If the supplied WWL filename is "unity", then no file of weights is read in.
Instead, this is a shorthand notation to use a weight of 1.0 for all words.
Optionally deletable words get a default weight of 0.0, (even if "unity"
is supplied as the WWL filename).
The format of the WWL file is as follows.
Comment lines begin with
double semi-colons. The are two forms of "special" comment lines. The
first defines heading labels each column in the table. The format for this
line is:
;; 'Headings' '<COL1>' '<COL2>' '<COL3>' ....
The label for column 1 should be "Word Spelling" since this column is the
word's text. The labels for columns 2 though 10 are defined by the user.
The second "special" comment line defines the default weight applied to
out-of-vocabulary words if any exist. The format for this line is:
;; Default missing weight '<number>'
'number' must be a floating point number.

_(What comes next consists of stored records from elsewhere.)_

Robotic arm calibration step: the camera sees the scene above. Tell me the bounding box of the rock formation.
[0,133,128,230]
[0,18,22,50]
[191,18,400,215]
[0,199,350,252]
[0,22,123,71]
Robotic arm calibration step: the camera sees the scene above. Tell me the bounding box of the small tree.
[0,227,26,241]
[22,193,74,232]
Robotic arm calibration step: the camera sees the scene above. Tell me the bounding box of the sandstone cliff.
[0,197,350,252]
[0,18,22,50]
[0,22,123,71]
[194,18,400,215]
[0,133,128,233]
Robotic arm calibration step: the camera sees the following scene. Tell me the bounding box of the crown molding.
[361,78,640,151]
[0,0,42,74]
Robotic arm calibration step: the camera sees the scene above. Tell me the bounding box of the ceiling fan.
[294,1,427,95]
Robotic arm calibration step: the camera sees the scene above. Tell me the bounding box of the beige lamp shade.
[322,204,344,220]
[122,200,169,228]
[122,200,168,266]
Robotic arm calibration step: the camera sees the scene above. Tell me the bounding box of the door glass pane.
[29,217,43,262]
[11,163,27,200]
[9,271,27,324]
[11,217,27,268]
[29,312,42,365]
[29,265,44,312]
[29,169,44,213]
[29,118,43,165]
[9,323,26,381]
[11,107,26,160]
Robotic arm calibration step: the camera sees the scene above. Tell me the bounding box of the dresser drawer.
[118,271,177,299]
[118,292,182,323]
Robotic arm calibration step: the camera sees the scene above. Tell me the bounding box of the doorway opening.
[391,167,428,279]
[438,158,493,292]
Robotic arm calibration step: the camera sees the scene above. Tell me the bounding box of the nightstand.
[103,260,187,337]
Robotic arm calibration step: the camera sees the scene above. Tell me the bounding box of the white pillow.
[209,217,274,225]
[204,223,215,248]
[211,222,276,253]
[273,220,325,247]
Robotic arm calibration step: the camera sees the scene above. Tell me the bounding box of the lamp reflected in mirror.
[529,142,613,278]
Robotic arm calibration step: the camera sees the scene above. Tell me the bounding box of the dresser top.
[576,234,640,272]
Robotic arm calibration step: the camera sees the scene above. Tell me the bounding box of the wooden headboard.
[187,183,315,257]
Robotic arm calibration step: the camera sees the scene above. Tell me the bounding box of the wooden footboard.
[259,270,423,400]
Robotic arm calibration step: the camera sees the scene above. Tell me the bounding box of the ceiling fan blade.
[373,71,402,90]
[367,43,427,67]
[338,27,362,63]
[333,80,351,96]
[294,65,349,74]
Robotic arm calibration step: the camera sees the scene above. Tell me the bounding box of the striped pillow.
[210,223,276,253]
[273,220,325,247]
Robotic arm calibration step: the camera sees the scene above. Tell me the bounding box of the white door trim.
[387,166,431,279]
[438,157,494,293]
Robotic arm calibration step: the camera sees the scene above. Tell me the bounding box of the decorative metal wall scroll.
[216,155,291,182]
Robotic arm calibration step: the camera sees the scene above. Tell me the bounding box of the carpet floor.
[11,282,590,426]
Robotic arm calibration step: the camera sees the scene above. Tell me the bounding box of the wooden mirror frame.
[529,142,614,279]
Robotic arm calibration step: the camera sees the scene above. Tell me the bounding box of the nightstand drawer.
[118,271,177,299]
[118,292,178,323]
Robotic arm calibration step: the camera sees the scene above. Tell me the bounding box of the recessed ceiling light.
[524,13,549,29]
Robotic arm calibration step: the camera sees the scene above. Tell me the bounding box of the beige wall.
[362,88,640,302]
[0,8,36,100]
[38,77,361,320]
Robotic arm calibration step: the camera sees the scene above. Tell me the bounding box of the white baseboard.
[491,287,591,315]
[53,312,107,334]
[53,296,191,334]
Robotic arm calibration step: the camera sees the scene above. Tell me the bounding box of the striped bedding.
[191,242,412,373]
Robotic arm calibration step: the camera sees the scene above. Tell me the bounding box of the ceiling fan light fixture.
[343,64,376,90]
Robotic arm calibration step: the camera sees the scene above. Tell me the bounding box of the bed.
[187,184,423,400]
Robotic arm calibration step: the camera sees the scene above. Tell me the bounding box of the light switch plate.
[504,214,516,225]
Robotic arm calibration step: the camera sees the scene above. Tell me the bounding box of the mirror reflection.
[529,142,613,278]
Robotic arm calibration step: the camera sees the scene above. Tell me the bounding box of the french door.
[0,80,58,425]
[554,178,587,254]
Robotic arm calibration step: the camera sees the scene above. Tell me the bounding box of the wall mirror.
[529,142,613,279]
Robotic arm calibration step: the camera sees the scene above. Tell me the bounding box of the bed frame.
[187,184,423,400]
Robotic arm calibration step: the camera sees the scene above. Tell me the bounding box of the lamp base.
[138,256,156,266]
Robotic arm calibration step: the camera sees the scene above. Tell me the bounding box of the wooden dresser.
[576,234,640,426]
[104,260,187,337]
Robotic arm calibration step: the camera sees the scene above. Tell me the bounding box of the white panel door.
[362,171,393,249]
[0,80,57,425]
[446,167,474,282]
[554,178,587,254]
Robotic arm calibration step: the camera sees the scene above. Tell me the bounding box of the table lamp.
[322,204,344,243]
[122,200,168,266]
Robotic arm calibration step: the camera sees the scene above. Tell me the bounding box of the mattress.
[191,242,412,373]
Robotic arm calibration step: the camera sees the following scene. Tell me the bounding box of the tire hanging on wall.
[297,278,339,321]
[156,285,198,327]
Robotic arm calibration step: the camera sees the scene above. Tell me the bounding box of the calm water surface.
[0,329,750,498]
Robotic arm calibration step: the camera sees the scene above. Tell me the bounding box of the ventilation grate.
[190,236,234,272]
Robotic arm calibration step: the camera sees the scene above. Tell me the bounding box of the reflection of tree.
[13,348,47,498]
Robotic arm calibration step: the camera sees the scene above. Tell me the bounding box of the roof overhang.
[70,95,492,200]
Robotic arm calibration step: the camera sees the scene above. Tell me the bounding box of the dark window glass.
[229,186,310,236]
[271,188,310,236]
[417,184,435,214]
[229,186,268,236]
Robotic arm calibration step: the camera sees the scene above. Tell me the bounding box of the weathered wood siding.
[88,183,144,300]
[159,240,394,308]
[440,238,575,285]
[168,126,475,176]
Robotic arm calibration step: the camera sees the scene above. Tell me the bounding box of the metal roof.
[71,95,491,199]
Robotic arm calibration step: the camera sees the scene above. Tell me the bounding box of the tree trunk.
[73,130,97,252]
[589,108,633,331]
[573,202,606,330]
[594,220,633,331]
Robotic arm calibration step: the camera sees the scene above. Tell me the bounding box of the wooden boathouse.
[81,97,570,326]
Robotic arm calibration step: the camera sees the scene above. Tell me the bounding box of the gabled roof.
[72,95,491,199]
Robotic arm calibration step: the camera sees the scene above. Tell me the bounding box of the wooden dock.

The remainder of the file consists of word records, each word record separated by
a newline. The format of each record is:
<WORD_TEXT> <WEIGHT_1> <WEIGHT_2> . . .
There should be no whitespace at the beginning if the line, and the word
texts can not include whitespace. The remainder of the line are whitespace
separated floating point weights, up to a maximum of 10 weights can
be assigned per word.
NOTE: The current version of SCTK only utilizes the first weight.